While Syriza is hated by Greek workers, for the global financial aristocracy, the Tsipras government is an unparalleled success story. It has carried out tens of billions of euros in additional cuts that even previous right-wing governments were unable to implement.
Three years have passed since Syriza came to office in January 2015 with mass support because they had pledged to end EU austerity. Syriza trampled these electoral promises underfoot. Ever since July 2015, they have been planning and imposing EU austerity. Last month, the Syriza-led government signed off on a further round of social cuts in exchange for a loan tranche of around €15 billion that will barely cover Greece’s debt obligations for the next two years.
As well as carrying out new pension cuts, with some pensions facing additional cuts of €314 a month from next year, this monstrous party of the ruling elite mapped out a massive bonanza for the richest in society. These include a €700 million tax cut package for businesses, while the tax rate on profits will be reduced from 29 percent to 26 percent. The reduction in the highest income tax bracket for individual taxpayers will result in a €877 million tax break for 2020, and €997 million in tax breaks for 2021 and 2022.
Syriza has carried out the diktat of the super-rich so thoroughly that discussions are now being held in ruling circles on how to keep them in power at all costs, despite their rapid collapse in the polls.

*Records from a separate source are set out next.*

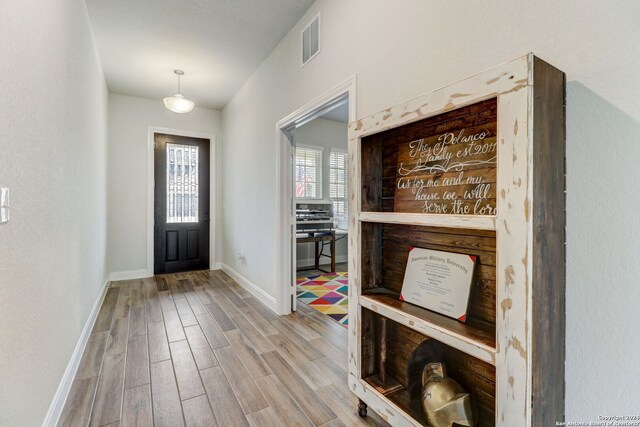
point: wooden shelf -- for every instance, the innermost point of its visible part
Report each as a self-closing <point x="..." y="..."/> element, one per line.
<point x="396" y="403"/>
<point x="472" y="340"/>
<point x="474" y="168"/>
<point x="433" y="220"/>
<point x="400" y="397"/>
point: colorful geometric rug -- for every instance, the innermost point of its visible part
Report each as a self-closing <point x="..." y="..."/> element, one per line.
<point x="326" y="293"/>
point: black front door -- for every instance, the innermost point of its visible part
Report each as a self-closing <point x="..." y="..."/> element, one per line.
<point x="181" y="231"/>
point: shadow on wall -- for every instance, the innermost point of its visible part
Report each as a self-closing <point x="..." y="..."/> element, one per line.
<point x="603" y="249"/>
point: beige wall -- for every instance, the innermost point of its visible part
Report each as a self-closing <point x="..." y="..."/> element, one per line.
<point x="401" y="49"/>
<point x="53" y="150"/>
<point x="129" y="120"/>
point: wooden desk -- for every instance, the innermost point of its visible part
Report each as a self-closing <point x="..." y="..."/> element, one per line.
<point x="317" y="238"/>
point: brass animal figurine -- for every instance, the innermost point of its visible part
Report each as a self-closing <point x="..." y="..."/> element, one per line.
<point x="443" y="399"/>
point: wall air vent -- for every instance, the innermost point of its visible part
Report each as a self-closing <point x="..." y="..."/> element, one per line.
<point x="311" y="40"/>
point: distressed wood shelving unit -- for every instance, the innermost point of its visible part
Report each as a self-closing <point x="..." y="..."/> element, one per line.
<point x="507" y="208"/>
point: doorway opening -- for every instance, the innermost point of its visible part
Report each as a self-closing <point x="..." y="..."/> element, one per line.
<point x="314" y="205"/>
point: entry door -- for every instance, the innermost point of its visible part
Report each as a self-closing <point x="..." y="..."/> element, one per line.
<point x="181" y="232"/>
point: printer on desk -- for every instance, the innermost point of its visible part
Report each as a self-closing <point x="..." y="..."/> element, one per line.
<point x="314" y="218"/>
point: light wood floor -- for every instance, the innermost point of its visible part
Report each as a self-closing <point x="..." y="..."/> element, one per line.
<point x="340" y="266"/>
<point x="196" y="349"/>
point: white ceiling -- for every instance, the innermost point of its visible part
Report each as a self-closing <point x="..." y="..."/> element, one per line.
<point x="338" y="114"/>
<point x="218" y="44"/>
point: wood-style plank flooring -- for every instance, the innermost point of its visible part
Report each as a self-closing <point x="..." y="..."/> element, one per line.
<point x="196" y="349"/>
<point x="340" y="266"/>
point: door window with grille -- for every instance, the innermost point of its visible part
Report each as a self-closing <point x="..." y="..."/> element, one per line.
<point x="182" y="183"/>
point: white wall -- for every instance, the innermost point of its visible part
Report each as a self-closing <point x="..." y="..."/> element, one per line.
<point x="327" y="134"/>
<point x="399" y="52"/>
<point x="129" y="120"/>
<point x="53" y="124"/>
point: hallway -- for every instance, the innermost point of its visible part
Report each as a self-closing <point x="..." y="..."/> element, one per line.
<point x="196" y="349"/>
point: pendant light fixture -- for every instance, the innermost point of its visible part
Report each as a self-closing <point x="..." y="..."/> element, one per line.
<point x="178" y="103"/>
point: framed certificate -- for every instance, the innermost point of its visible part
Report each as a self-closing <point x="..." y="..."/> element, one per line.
<point x="439" y="281"/>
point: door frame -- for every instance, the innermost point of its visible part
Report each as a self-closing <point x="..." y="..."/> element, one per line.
<point x="284" y="185"/>
<point x="151" y="131"/>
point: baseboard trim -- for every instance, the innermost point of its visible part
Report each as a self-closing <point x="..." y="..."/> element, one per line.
<point x="129" y="275"/>
<point x="310" y="262"/>
<point x="260" y="294"/>
<point x="60" y="398"/>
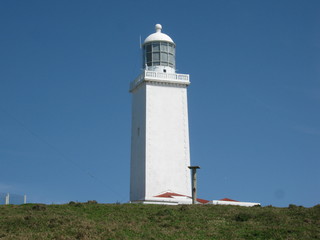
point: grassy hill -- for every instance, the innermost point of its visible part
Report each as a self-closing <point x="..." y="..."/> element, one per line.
<point x="134" y="221"/>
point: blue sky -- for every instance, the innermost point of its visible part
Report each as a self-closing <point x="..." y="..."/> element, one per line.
<point x="254" y="98"/>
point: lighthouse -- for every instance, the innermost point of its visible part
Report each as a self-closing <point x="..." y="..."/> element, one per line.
<point x="160" y="153"/>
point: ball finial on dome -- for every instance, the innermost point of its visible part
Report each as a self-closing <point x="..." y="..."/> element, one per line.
<point x="158" y="27"/>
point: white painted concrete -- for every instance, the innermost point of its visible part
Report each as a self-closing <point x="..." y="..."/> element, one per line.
<point x="160" y="153"/>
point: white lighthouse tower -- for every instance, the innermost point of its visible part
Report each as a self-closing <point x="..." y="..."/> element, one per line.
<point x="160" y="153"/>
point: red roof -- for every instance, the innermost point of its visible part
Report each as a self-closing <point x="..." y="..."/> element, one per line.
<point x="228" y="199"/>
<point x="171" y="194"/>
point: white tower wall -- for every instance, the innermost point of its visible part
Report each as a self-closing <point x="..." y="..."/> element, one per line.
<point x="160" y="153"/>
<point x="167" y="134"/>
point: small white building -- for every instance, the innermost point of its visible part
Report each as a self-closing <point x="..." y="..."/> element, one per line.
<point x="160" y="153"/>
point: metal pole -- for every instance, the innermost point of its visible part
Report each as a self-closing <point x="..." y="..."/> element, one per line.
<point x="194" y="183"/>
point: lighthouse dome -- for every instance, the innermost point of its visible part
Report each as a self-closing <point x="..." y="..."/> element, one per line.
<point x="158" y="36"/>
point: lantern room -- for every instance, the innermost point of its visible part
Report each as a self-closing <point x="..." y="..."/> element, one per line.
<point x="159" y="52"/>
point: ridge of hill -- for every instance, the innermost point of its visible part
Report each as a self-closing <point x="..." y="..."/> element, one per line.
<point x="135" y="221"/>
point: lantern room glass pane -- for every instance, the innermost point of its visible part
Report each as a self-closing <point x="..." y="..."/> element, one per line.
<point x="164" y="57"/>
<point x="164" y="47"/>
<point x="171" y="48"/>
<point x="171" y="59"/>
<point x="148" y="47"/>
<point x="155" y="56"/>
<point x="149" y="57"/>
<point x="155" y="47"/>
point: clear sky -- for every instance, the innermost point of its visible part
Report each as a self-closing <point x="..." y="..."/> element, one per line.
<point x="254" y="98"/>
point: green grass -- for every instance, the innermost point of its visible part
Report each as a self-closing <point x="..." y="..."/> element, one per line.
<point x="135" y="221"/>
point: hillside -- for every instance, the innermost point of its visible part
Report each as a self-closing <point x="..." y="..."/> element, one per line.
<point x="129" y="221"/>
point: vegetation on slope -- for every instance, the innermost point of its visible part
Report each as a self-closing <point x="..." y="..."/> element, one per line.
<point x="135" y="221"/>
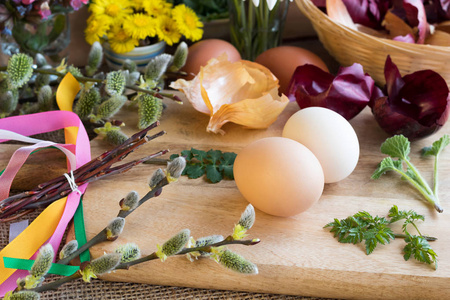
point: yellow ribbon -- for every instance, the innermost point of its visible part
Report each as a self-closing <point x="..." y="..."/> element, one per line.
<point x="43" y="227"/>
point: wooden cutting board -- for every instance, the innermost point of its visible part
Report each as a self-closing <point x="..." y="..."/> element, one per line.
<point x="296" y="255"/>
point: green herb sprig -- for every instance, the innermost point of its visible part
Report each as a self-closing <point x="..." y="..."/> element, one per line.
<point x="362" y="226"/>
<point x="398" y="148"/>
<point x="214" y="163"/>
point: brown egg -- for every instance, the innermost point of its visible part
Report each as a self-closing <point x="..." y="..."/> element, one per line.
<point x="201" y="52"/>
<point x="282" y="62"/>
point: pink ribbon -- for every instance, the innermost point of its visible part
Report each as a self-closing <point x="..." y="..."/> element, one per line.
<point x="34" y="124"/>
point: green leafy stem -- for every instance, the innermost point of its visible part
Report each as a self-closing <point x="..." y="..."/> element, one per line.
<point x="398" y="148"/>
<point x="375" y="230"/>
<point x="216" y="164"/>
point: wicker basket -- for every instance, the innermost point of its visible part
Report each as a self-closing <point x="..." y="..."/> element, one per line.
<point x="348" y="46"/>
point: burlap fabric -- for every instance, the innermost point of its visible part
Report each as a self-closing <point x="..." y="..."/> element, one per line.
<point x="99" y="289"/>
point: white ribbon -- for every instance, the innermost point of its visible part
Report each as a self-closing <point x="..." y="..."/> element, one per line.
<point x="71" y="179"/>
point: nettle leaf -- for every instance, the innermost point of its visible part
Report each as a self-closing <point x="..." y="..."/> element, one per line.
<point x="437" y="146"/>
<point x="419" y="247"/>
<point x="214" y="155"/>
<point x="397" y="146"/>
<point x="214" y="163"/>
<point x="19" y="70"/>
<point x="198" y="154"/>
<point x="386" y="165"/>
<point x="194" y="171"/>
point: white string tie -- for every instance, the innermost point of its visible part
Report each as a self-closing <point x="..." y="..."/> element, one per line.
<point x="71" y="179"/>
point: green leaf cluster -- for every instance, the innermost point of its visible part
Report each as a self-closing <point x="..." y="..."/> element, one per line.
<point x="214" y="163"/>
<point x="362" y="226"/>
<point x="398" y="148"/>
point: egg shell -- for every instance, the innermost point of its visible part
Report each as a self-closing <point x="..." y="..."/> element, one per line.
<point x="201" y="52"/>
<point x="279" y="176"/>
<point x="283" y="60"/>
<point x="329" y="136"/>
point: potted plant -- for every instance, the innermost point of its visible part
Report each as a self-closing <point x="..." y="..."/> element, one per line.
<point x="139" y="30"/>
<point x="36" y="26"/>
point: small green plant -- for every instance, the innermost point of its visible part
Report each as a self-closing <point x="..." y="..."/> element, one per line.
<point x="362" y="226"/>
<point x="398" y="148"/>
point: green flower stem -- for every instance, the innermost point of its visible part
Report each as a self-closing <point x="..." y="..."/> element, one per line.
<point x="57" y="283"/>
<point x="89" y="79"/>
<point x="419" y="177"/>
<point x="435" y="175"/>
<point x="428" y="238"/>
<point x="429" y="196"/>
<point x="153" y="256"/>
<point x="99" y="238"/>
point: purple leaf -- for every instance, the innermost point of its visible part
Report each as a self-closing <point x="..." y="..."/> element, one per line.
<point x="369" y="13"/>
<point x="405" y="39"/>
<point x="347" y="93"/>
<point x="416" y="105"/>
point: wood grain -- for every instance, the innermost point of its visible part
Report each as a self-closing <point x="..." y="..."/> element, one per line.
<point x="296" y="255"/>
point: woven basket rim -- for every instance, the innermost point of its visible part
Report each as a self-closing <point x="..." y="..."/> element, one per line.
<point x="309" y="10"/>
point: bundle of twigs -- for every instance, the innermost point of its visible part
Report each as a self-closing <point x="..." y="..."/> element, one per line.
<point x="44" y="194"/>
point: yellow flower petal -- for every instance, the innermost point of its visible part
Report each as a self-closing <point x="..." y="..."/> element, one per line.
<point x="242" y="92"/>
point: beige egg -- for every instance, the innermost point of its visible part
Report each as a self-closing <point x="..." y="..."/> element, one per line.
<point x="329" y="136"/>
<point x="279" y="176"/>
<point x="201" y="52"/>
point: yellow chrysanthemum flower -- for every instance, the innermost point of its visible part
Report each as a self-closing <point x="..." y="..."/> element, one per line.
<point x="120" y="41"/>
<point x="140" y="26"/>
<point x="188" y="22"/>
<point x="156" y="8"/>
<point x="167" y="30"/>
<point x="95" y="29"/>
<point x="112" y="9"/>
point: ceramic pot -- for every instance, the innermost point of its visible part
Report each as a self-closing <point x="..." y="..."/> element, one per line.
<point x="140" y="55"/>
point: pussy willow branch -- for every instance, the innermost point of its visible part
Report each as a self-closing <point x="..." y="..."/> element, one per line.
<point x="155" y="92"/>
<point x="101" y="236"/>
<point x="97" y="168"/>
<point x="56" y="284"/>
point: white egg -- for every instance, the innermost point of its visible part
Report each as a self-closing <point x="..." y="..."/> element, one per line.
<point x="329" y="136"/>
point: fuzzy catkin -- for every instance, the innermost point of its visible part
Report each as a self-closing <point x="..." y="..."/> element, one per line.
<point x="68" y="249"/>
<point x="150" y="110"/>
<point x="105" y="263"/>
<point x="131" y="201"/>
<point x="88" y="100"/>
<point x="115" y="228"/>
<point x="180" y="57"/>
<point x="115" y="137"/>
<point x="129" y="252"/>
<point x="237" y="263"/>
<point x="19" y="70"/>
<point x="25" y="295"/>
<point x="111" y="106"/>
<point x="43" y="261"/>
<point x="115" y="83"/>
<point x="248" y="217"/>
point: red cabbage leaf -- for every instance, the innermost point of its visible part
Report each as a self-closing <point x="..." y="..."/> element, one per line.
<point x="347" y="93"/>
<point x="417" y="105"/>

The Greek daily To Vima reported last Friday the comments of New Democracy European Parliament member Giorgos Kyrtsos, who said EU officials who are influential on matters concerning Greece are examining a post-memorandum collaboration of the two largest parties. The paper reported, “Kyrtsos said that a question repeatedly raised by his colleagues in Brussels is, ‘How can there be collaboration between New Democracy and SYRIZA?’”
He revealed, “One of the scenarios that our European partners are examining as a solution to many problems regarding the Greek programme is a ruling coalition.”